I know this is an extremely old thread, but I ran across it while searching for print catalogs today. Just wanted to comment that I wish more Halloween companies did them. Getting my Frightprops catalog every year really gets me into the season. Would like to see some from Gore Galore, Monster Guts, and maybe even Spirit. I know print catalogs are probably not a cost effective way of doing things these days, but there is just something about having that printed catalog to look through that gets me going.


----------



## RCIAG (Jul 19, 2010)

Improvements Catalog
https://www.improvementscatalog.com/

Here's the link for the Halloween stuff they've got so far:
https://www.improvementscatalog.com/halloween-decor/

Request a paper catalog here:
https://www.improvementscatalog.com/RequestACatalogView?storeId=11653&catalogId=11653


----------



## parthjain102 (Aug 2, 2018)

I have a lot of unique ideas of Halloween decorations[/URL]. Make your party more memorable with us. We design DIY all accessories for halloween party.


----------



## Joana Brown (Jul 31, 2019)

parthjain102 said:


> I have a lot of unique ideas of Halloween decorations[/URL]. Make your party more memorable with us. We design DIY all accessories for halloween party.
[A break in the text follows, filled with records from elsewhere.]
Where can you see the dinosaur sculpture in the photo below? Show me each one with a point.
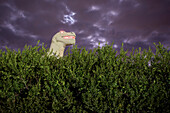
(59, 41)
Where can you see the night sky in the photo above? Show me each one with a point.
(136, 23)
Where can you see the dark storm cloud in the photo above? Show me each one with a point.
(136, 23)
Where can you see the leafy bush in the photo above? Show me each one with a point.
(85, 81)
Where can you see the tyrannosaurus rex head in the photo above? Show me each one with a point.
(68, 38)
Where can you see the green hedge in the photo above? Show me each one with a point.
(85, 82)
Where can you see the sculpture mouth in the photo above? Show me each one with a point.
(69, 37)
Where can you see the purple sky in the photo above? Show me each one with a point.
(136, 23)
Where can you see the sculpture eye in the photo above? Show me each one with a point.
(62, 31)
(69, 37)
what kind of diy ideas did you have?


----------



## Bigbadwolf7676 (Aug 13, 2020)

Oak Lane Cemetery said:


> I know this is an extremely old thread, but I ran across it while searching for print catalogs today. Just wanted to comment that I wish more Halloween companies did them. Getting my Frightprops catalog every year really gets me into the season. Would like to see some from Gore Galore, Monster Guts, and maybe even Spirit. I know print catalogs are probably not a cost effective way of doing things these days, but there is just something about having that printed catalog to look through that gets me going.


Gore galore/spirit Halloween/poison props and several others used to do print catalog's....but stopped a few years ago...I know they can't put everything they have online in one print catalog...but I greatly prefer to look at a print catalog then stare at a computer screen forever.


----------